11-16-2007, 11:30 PM
Nor trying to Hi-jack this but....it was brought up that 2 much oil can cause ring sticking, how would you remove the oil build up before a problem,with out tearing the engine apart ??? Soak the piston's with Carb cleaner.....
Also if the ring pin's become loose on there own is there any way to tell be for it's to late, once again with out a tear down.....is there a milage replacment to be on the safe side ?
11-17-2007, 01:06 PM
If you run a good oil at the right rate you shouldn't have a ring sticking problem. I think sometimes people think that "a little extra" won't hurt anything. Mostly it doesn't except when it may cause deposits to build up. The bigger cause may be using TC-W3 oils which are "ashless" but leave a softer gummier deposit. I have used one of the outboard motor carbon solvents on engines from time to time when I've seen (through the exhaust ports) or felt that the rings might be getting sticky. I squirt it in through the spark plug holes on a warm- not hot- engine and let is sit for an hour or so. Fire it back up, and ride moderately for a few minutes to blow everything out without "cooking" it back on under high heat conditions. I don't know that it's a method that is "correct." It's what I've done and it has worked. Mostly, it's something I don't do though anymore. I run an oil that has a good track record - though not OEM. If the pump is adding oil at too high a rate, I correct it.
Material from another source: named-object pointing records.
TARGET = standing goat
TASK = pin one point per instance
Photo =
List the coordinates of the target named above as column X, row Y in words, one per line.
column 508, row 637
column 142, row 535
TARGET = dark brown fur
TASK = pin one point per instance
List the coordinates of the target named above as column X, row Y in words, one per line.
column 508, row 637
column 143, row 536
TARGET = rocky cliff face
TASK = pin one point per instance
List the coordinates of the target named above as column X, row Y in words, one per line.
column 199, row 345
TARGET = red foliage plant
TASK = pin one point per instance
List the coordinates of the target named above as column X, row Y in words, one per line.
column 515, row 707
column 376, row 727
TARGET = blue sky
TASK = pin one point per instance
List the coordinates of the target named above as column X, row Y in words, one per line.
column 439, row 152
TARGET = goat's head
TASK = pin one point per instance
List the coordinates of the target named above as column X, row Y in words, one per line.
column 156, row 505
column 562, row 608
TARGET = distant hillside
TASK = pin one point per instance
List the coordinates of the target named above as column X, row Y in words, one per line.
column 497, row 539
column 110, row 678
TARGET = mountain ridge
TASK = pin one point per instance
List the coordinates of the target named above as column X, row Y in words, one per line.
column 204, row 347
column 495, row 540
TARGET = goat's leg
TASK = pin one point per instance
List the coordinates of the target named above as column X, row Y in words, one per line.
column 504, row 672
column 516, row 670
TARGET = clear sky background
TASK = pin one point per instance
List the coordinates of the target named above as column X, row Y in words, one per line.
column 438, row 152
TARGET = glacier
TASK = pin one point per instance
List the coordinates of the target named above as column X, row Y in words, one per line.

Pins coming loose are a manufacturing defect. I don't know of a way to know prior to them causing a problem. I also don't know how prevalent a problem it is as I've never seen it on the Polaris or Cat engines I most commonly work on.
11-19-2007, 05:45 PM
Have that crankshaft checked for trueness while it is out. That little needle could only come from the connecting rod bearings, in my view. that would be either the big end bearing, or the small end, piston pin bearings. Cat uses caged bearings, so the needles should not come out unless the bearing fails. The place that checks the run out on the crank bearings should be able to tell you if the connecting rod bearings are still good, or if there is too much play in them.